The Articulate Friend is master of other people's conversations but never his
Where is that friend of yours who has an opinion on everything under the sun, and always succeeds in taking charge of a discussion, only to change it to suit him?
Yes, everyone has that kind of friend; if not a friend, then an acquaintance who invades your space, and whose claim to fame is that he is articulate.
You'll be sitting around a table with friends, eating or drinking, and one of your party who's just returned from the United States - with selfies to prove it - will be waxing lyrical about the fauna and flora on the Rockies.
Then the Articulate Friend would butt in: "You know, your talk about those trees in America reminds me of an interesting gooseberry forest that used to grow on the periphery of our township.
"Incidentally, it was in that bush that I lost my virginity; but that's not the story I want to tell. I want to harp back to my days as a guerrilla fighter, when we used that bush as a hideout from the Boers, ready with our AK47s ."

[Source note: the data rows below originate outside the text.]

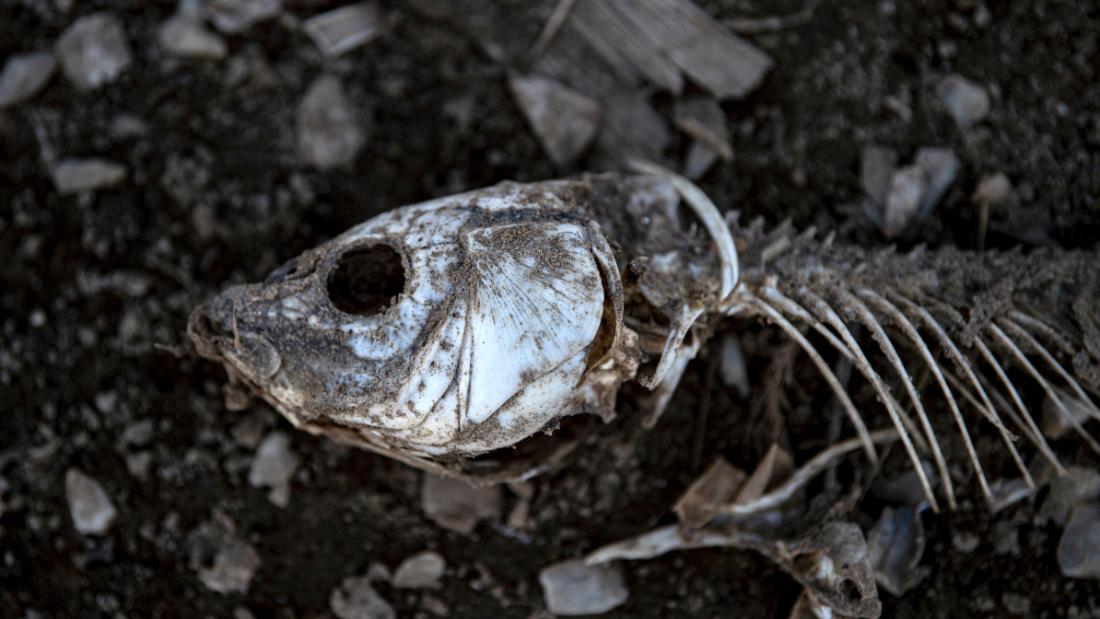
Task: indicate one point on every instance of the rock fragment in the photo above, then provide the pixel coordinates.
(966, 101)
(421, 571)
(24, 75)
(342, 30)
(1077, 486)
(329, 130)
(1079, 548)
(877, 169)
(94, 51)
(732, 367)
(233, 17)
(994, 190)
(908, 188)
(356, 599)
(91, 509)
(458, 506)
(233, 567)
(188, 37)
(1056, 422)
(273, 467)
(564, 121)
(571, 587)
(74, 175)
(941, 167)
(895, 545)
(704, 121)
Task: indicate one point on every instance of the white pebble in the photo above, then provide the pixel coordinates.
(91, 509)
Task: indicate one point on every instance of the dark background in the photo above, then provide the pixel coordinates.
(216, 196)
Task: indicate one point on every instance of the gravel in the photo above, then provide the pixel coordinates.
(458, 506)
(89, 505)
(571, 587)
(273, 466)
(330, 131)
(421, 571)
(73, 176)
(233, 567)
(24, 75)
(966, 101)
(356, 599)
(94, 51)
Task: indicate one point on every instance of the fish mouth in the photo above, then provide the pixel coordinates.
(213, 330)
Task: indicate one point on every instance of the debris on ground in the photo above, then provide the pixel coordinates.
(732, 365)
(900, 196)
(273, 467)
(330, 130)
(877, 169)
(356, 599)
(609, 52)
(707, 494)
(421, 571)
(1079, 546)
(233, 567)
(234, 17)
(455, 505)
(563, 120)
(994, 190)
(966, 101)
(703, 120)
(941, 168)
(185, 35)
(342, 30)
(24, 75)
(572, 587)
(94, 51)
(904, 197)
(1008, 492)
(895, 545)
(1077, 486)
(1057, 420)
(91, 509)
(74, 175)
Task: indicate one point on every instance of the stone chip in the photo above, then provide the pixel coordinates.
(94, 51)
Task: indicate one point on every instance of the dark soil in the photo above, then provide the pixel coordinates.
(96, 291)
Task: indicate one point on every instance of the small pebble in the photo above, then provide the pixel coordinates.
(564, 120)
(342, 30)
(571, 587)
(458, 506)
(72, 175)
(233, 567)
(91, 509)
(273, 467)
(329, 130)
(734, 373)
(1079, 548)
(908, 188)
(356, 599)
(24, 75)
(233, 17)
(188, 37)
(94, 51)
(941, 167)
(421, 571)
(994, 190)
(966, 101)
(877, 169)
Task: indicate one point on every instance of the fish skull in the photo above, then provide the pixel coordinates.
(437, 331)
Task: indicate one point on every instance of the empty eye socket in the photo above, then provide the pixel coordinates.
(366, 279)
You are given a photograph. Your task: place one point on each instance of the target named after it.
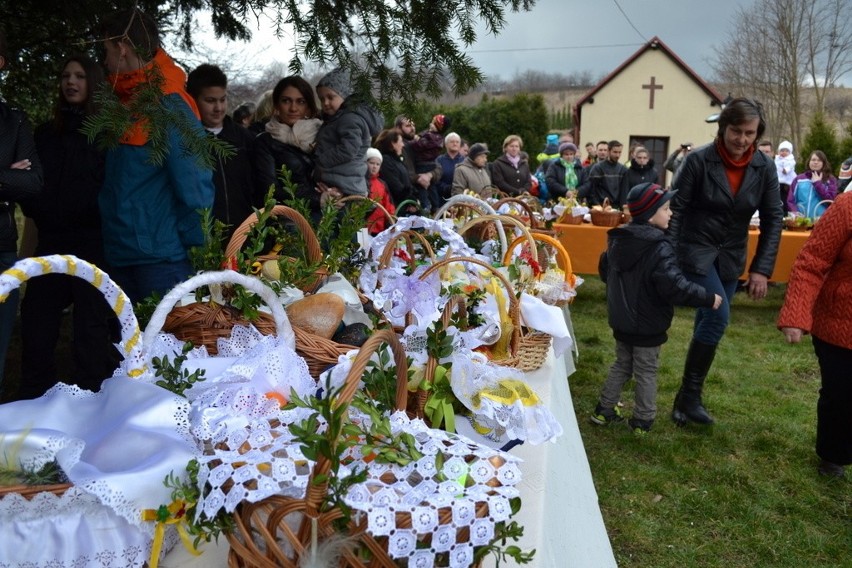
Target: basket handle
(387, 253)
(316, 491)
(476, 204)
(312, 245)
(130, 346)
(388, 215)
(282, 323)
(461, 198)
(499, 220)
(562, 255)
(514, 305)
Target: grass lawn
(743, 492)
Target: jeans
(8, 313)
(710, 324)
(640, 363)
(142, 280)
(834, 420)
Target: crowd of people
(138, 217)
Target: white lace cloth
(473, 481)
(243, 431)
(372, 280)
(116, 446)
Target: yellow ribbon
(172, 514)
(507, 392)
(500, 350)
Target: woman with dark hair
(20, 180)
(288, 141)
(814, 185)
(394, 173)
(720, 186)
(68, 221)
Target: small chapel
(653, 98)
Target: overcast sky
(567, 36)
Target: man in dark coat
(236, 192)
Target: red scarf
(734, 169)
(126, 84)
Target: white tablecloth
(560, 512)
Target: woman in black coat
(68, 221)
(394, 173)
(288, 141)
(720, 186)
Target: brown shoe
(829, 469)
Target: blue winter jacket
(150, 213)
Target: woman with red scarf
(720, 186)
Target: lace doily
(502, 402)
(252, 463)
(68, 531)
(238, 381)
(98, 522)
(406, 503)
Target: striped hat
(644, 200)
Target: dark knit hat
(339, 81)
(644, 200)
(442, 122)
(567, 146)
(477, 150)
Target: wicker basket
(568, 219)
(562, 257)
(471, 207)
(130, 345)
(611, 218)
(513, 360)
(312, 247)
(203, 323)
(278, 531)
(501, 221)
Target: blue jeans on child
(641, 364)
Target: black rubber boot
(687, 405)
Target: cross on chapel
(652, 86)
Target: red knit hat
(441, 122)
(644, 200)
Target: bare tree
(778, 50)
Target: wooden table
(586, 242)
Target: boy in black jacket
(644, 283)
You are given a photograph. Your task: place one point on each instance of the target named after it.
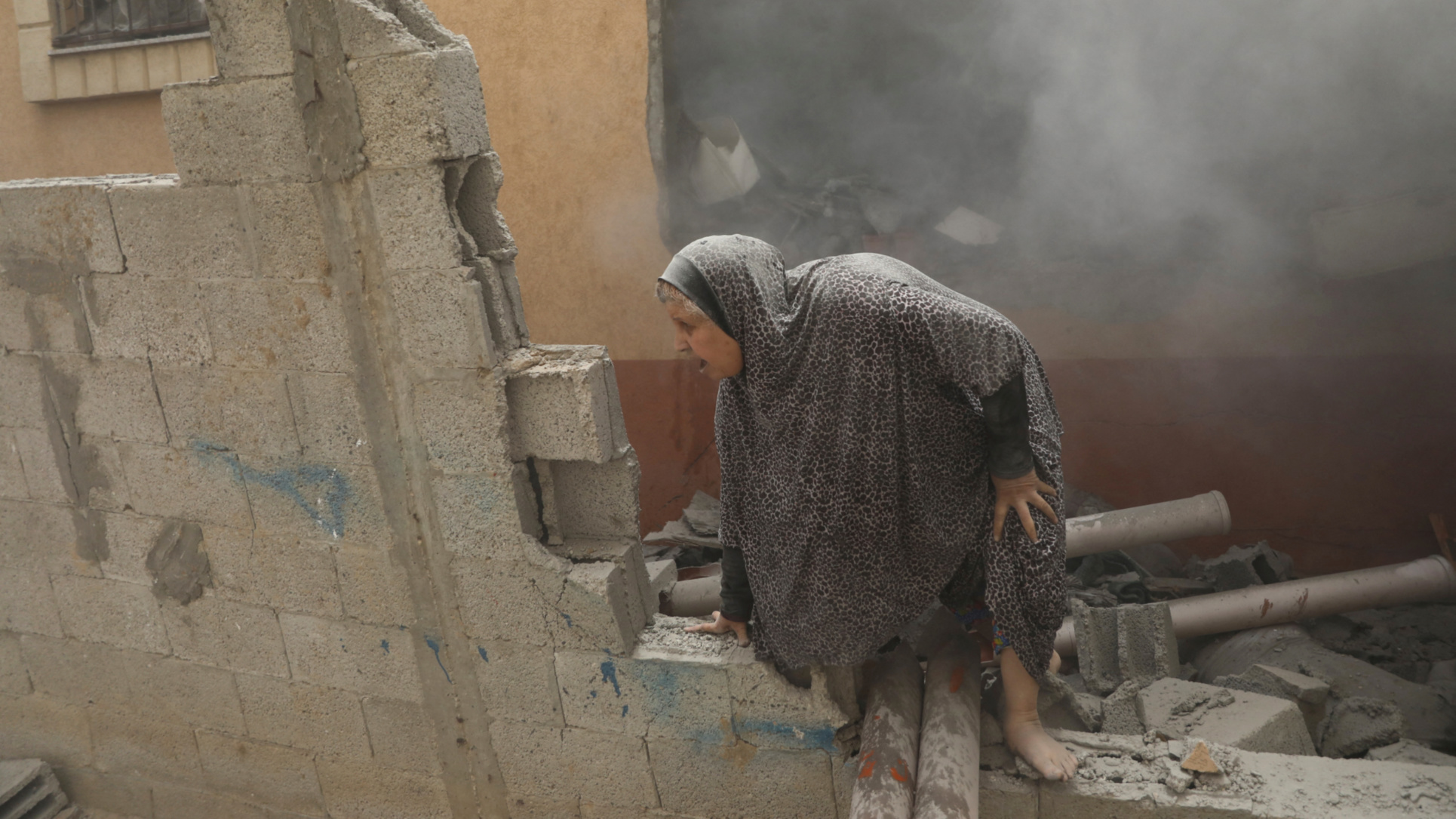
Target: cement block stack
(293, 518)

Too stumped for words, you'd allow him to usurp the floor, bamboozling you with a narrative that has so many twists and turns that by the time he is done, your head is throbbing with pain.
If the Articulate Friend is in a generous mood, he'd wrap up his story in five minutes. Then someone would start a subject about the aesthetics of the Maybach as opposed to the Ferrari.

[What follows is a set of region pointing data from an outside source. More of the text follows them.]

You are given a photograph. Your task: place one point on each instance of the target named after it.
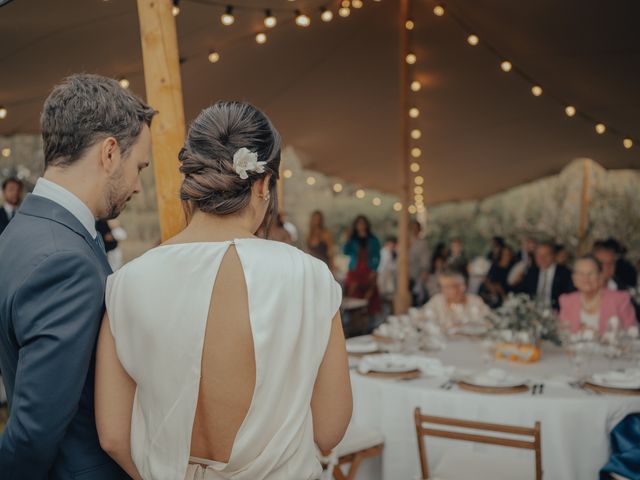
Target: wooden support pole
(164, 93)
(584, 205)
(402, 300)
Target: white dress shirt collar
(63, 197)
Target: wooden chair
(357, 445)
(532, 443)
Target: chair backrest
(423, 428)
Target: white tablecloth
(575, 425)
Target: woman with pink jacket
(593, 305)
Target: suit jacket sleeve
(56, 314)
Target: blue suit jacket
(52, 281)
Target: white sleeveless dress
(158, 307)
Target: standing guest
(363, 250)
(418, 264)
(53, 271)
(12, 194)
(278, 233)
(457, 259)
(593, 304)
(547, 280)
(320, 240)
(453, 306)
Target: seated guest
(593, 304)
(453, 307)
(547, 280)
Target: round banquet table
(575, 424)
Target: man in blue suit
(53, 269)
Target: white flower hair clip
(245, 161)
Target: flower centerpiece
(519, 325)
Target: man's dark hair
(85, 109)
(9, 180)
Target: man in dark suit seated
(547, 280)
(12, 193)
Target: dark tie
(100, 242)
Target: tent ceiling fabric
(333, 91)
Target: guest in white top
(453, 307)
(12, 194)
(222, 354)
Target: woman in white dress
(221, 355)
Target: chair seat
(357, 439)
(465, 464)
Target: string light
(269, 20)
(536, 90)
(227, 17)
(302, 20)
(326, 15)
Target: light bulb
(261, 38)
(269, 20)
(326, 15)
(302, 20)
(227, 17)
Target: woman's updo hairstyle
(211, 183)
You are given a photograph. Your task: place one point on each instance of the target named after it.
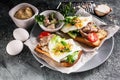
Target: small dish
(20, 22)
(59, 17)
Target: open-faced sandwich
(61, 51)
(84, 30)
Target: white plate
(103, 53)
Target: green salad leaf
(39, 18)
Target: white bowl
(58, 15)
(26, 22)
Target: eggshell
(14, 47)
(21, 34)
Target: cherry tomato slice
(43, 34)
(92, 37)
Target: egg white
(75, 47)
(66, 28)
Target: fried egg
(83, 22)
(54, 44)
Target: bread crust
(101, 35)
(47, 55)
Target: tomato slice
(92, 37)
(43, 34)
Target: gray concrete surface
(25, 67)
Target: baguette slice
(101, 35)
(46, 57)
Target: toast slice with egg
(50, 59)
(101, 35)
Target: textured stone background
(25, 67)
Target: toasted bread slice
(50, 60)
(101, 35)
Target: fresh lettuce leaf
(72, 57)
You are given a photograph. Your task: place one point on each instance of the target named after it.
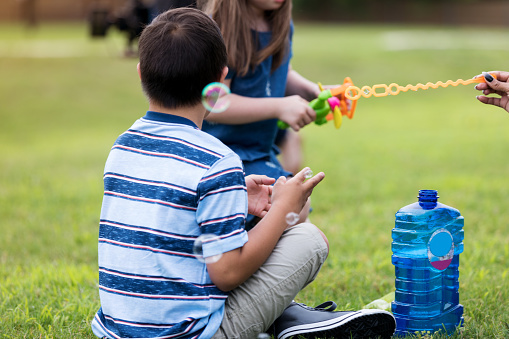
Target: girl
(265, 89)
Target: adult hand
(498, 86)
(258, 194)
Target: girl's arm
(293, 110)
(238, 265)
(296, 84)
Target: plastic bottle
(427, 241)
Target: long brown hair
(232, 17)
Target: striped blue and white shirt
(165, 184)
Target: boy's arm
(238, 265)
(293, 110)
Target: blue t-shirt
(254, 142)
(165, 184)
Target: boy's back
(160, 179)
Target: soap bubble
(215, 97)
(198, 248)
(292, 218)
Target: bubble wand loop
(354, 93)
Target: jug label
(440, 249)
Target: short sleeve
(222, 206)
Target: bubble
(198, 248)
(292, 218)
(215, 97)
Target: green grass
(65, 98)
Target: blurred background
(447, 12)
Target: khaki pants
(253, 306)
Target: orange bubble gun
(354, 93)
(331, 104)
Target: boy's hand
(499, 86)
(258, 194)
(292, 194)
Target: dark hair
(236, 27)
(181, 51)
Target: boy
(166, 183)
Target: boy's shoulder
(181, 130)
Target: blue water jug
(427, 241)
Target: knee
(313, 232)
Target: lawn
(66, 97)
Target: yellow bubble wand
(354, 93)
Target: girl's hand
(296, 112)
(499, 86)
(292, 194)
(258, 194)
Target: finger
(489, 100)
(301, 176)
(482, 86)
(496, 84)
(501, 76)
(281, 180)
(315, 180)
(265, 180)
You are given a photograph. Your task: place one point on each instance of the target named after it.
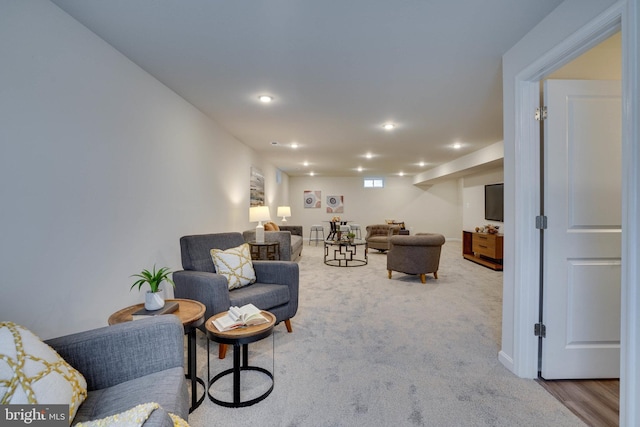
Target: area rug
(371, 351)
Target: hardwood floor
(596, 402)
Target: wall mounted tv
(494, 202)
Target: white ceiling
(338, 70)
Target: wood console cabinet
(483, 248)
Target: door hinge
(541, 113)
(539, 330)
(541, 222)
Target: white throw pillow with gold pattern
(235, 264)
(31, 372)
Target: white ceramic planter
(153, 300)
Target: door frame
(624, 16)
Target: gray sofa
(129, 364)
(289, 238)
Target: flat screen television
(494, 202)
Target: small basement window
(373, 183)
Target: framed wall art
(312, 199)
(256, 187)
(335, 204)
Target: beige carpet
(369, 351)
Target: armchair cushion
(235, 264)
(32, 372)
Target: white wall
(435, 209)
(102, 170)
(473, 198)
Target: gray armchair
(378, 236)
(418, 254)
(129, 364)
(275, 290)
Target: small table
(191, 313)
(240, 337)
(345, 253)
(271, 251)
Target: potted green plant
(153, 299)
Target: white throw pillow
(31, 372)
(235, 264)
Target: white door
(582, 242)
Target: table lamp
(284, 212)
(259, 214)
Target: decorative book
(169, 307)
(238, 317)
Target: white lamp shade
(284, 211)
(259, 214)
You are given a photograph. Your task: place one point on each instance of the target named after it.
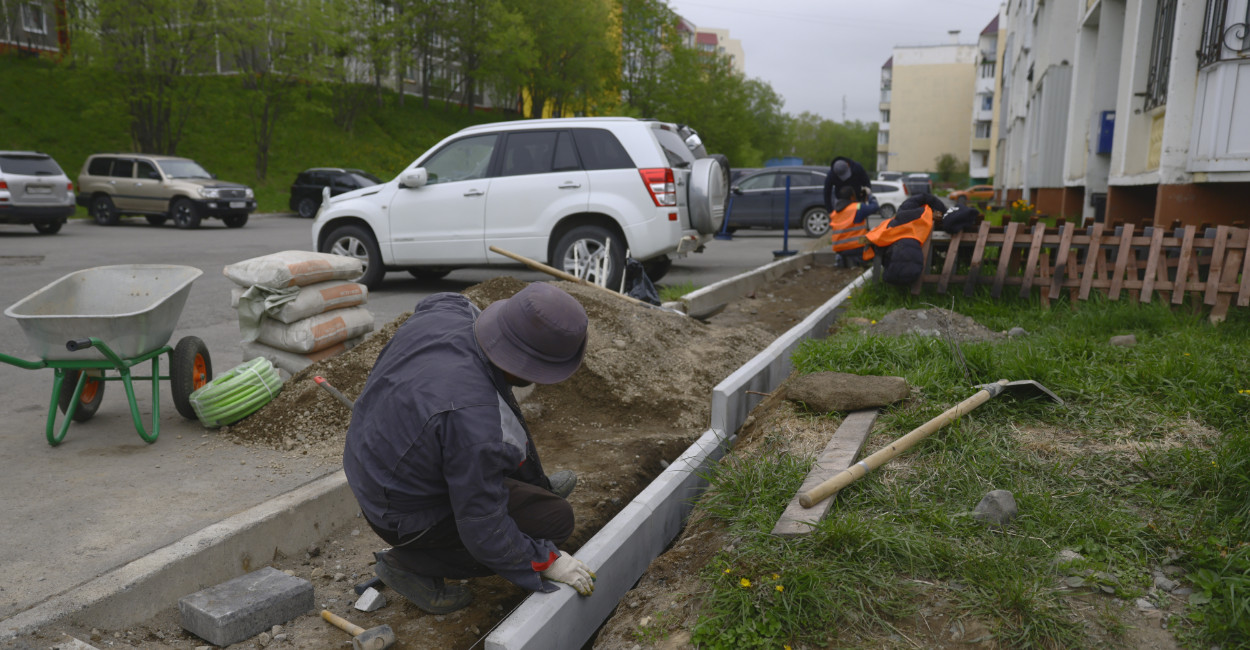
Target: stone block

Almost choking on his drink, the Articulate Friend would jump in: "You can say what you like about all these fancy cars of yours, but nothing will ever beat my daddy's Dodge Monaco which he used to race down the streets of Tembisa in the 1970s; he almost knocked down an old lady who was carrying a baby, but that's not the story I want to tell."
The friend always wins debates not because of his intellectual prowess; he is gifted with a voice that will remind you of a farmer shouting to his pigs across the valley to come and get their food. Mind you, our friend cannot abide interruptions while he is on the floor. When you try to butt in - if only to remind him that he interrupted you when you were about to reach the punchline of your story - he'll be the first one to say: "Listening is a skill."
Apart from his voluble voice, the Articulate Friend has a secret weapon which he uses to silence dissent: he's the one always buying the drinks. As a result, even when he is spewing balderdash of the highest order, those around the table will lean forward, nodding and grunting their assent.
If one of you is stupid enough to challenge him by quoting from a book, the Articulate Friend will retort: "Who wrote that book? White people! You're brainwashed. I am not bragging, but I call myself an organic intellectual. I don't read books or newspapers because they're meant to derail us from our indigenous knowledge systems."
If a naughty friend at the table corrects his grammar or pronunciation, the loquacious one will smirk and say: "English is not my mother tongue. And there's no master of pronounsation (sic)."
When everyone has been browbeaten into silence, the Articulate One will sit back and enjoy his drink for a short while. Suddenly you will notice that he is seething with anger. Why? He wants to say something, but lacks the skill to launch and sustain a discussion on his own. He depends on someone to start so he can jump right in. And take over. See? You can't win against the Articulate Friend.